La Ciudad Escolar Ernesto “Che” Guevara, la Vocacional, estaba en el borde de Santa Clara, otra ciudad amenazada por su inestable abasto de agua. En medio de piscinas sedientas, entre la mole de edificios Girón manchados por el churre, la sequía se enfrentaba a La Milagrosa, única fuente de agua bautizada por el ingenio a toda prueba de los estudiantes.
En los días dichosos, después de clase, toda la escuela se reunía desesperadamente alrededor de La Milagrosa. El agua que antaño brotaba de la llave (o grifo o pluma), ahora salía de una bifurcación malograda en la tubería horizontal. La Milagrosa realmente no era más que un agujero abierto ad perpetuam, saliera o no saliera agua.
A esa hora, como tenía que ser, una red enmarañada de amistad y coincidencia geográfica comenzó a determinar las prioridades en la cola del agua. El primero de Santo Domingo marcaba a todo Santo Domingo, el primero de Sagua la Grande apuntaba a toda la antigua jurisdicción de Sagua la Grande. La dicha de unos fue siempre la desgracia de otros.
Lo peor nunca había sido que La Milagrosa estuviera a ras de tierra, ni que los cubos o los pomos no pudieran colocarse naturalmente debajo del hilo de agua. Peor que todo: el agua se fugaba en alguna parte antes de llegar.
Con el dedo propio había que obstruir a medias la boca del tubo: la maniobra aumentaba la presión del agua y permitía dirigir el líquido a vasijas menores. Y con calma un dedo relevaba al otro en la faena. Y un cubo sucedía al otro. Y un alma dichosa se retiraba a la promiscuidad de los baños públicos sin agua.
Alrededor, en la cola incesante, esperaba una multitud con el mismo interés con que los creyentes esperan el nacimiento público de un mesías. O con la misma desesperación.
Pero a veces no se hizo el milagro. No llegó el agua a La Milagrosa, ni a La Guerrillera, otro “manantial” distante y mal reputado por la violencia que despertaba la sequía.
Por primera vez (aunque me disgustara) tuve que aceptar bañarme con medio cubo de agua, convivir en un cubículo hacinado sin mucha limpieza, y concurrir a inodoros que nadie podía descargar.
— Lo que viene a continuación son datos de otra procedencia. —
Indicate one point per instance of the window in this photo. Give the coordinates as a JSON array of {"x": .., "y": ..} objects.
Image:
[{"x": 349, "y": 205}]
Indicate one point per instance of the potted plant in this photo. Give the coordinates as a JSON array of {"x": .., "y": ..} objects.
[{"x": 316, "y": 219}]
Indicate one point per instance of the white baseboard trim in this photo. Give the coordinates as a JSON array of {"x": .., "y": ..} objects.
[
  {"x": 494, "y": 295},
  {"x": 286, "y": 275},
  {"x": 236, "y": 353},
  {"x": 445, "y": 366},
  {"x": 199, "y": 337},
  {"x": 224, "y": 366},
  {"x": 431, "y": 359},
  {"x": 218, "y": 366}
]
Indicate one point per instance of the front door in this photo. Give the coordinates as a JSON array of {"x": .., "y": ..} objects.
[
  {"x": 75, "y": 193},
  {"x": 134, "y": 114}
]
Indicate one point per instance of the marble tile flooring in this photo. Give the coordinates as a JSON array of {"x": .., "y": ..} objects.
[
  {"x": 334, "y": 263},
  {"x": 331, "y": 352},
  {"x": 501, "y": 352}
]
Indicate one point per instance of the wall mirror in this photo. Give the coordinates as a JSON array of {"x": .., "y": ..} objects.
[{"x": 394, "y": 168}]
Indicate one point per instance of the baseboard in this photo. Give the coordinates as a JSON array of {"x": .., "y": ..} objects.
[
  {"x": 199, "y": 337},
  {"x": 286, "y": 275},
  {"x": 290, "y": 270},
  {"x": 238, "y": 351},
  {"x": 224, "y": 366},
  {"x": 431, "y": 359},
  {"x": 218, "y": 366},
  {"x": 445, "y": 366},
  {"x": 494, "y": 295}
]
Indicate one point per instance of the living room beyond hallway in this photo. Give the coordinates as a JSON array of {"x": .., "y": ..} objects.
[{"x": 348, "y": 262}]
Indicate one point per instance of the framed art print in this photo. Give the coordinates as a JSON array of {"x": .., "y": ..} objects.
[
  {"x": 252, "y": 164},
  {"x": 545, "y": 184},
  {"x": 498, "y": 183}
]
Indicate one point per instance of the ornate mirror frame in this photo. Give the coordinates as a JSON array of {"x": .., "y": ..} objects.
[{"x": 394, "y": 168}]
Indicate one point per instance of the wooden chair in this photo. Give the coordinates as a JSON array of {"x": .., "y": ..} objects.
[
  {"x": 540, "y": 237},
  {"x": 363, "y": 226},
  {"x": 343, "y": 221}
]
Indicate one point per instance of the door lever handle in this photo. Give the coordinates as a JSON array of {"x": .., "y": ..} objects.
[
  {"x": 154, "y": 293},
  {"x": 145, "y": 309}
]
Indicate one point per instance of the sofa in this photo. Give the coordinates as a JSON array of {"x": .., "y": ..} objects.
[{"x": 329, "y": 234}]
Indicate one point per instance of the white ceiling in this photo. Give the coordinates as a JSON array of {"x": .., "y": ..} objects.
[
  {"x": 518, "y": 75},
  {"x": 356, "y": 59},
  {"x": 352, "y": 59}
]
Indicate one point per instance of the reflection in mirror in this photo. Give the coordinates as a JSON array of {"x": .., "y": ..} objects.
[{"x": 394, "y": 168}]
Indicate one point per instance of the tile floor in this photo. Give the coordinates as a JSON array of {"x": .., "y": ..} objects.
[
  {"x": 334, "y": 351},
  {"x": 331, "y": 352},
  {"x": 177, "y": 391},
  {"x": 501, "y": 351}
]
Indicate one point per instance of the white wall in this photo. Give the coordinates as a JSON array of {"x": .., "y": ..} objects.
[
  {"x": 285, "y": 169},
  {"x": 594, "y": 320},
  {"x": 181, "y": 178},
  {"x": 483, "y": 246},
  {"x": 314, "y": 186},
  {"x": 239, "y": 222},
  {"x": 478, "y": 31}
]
No servía pensar en el agua corriente de casa, a la distancia del pase siguiente: otra posibilidad mejor solo agudizaba la sensación de escasez.
En la peor crisis –Milagrosa seca, Guerrillera seca– las autoridades de la Ciudad Escolar mandaron a construir varios tanques de fibrocemento que pipas inusuales eventualmente proveían. Pero las llaves tímidas colmaron la paciencia humana. Y un buen día los estudiantes rompieron “la boca” de los tanques. Metieron los cubos y se escurrieron ellos mismos, como quien alcanza en apoteosis la felicidad negada por mucho tiempo. Ninguna autoridad vino a condenar la indisciplina, ni ese día ni nunca.
Desde aquella vez el agua dudosamente potable me pareció contaminada sin remedio. Yo tenía demasiados escrúpulos, pero mi amigo Alejandro, colmado por la crisis, hastiado de seguir a diario el camino de Sísifo, seguía lavándose con aquella agua, seguía tomando (¡Oh, Dios!) aquella agua.
—Está demasiado sucia –le advertí para que se detuviera–. En esos tanques vi ayer hasta cabos de cigarros…
—Ah, ¿sí? ¿Y qué vas a tomar tú? ¿Con qué te vas a bañar?
A duras penas no me rajé. Pese a La Milagrosa, ninguna otra sequía me ha vuelto a parecer tan intensa.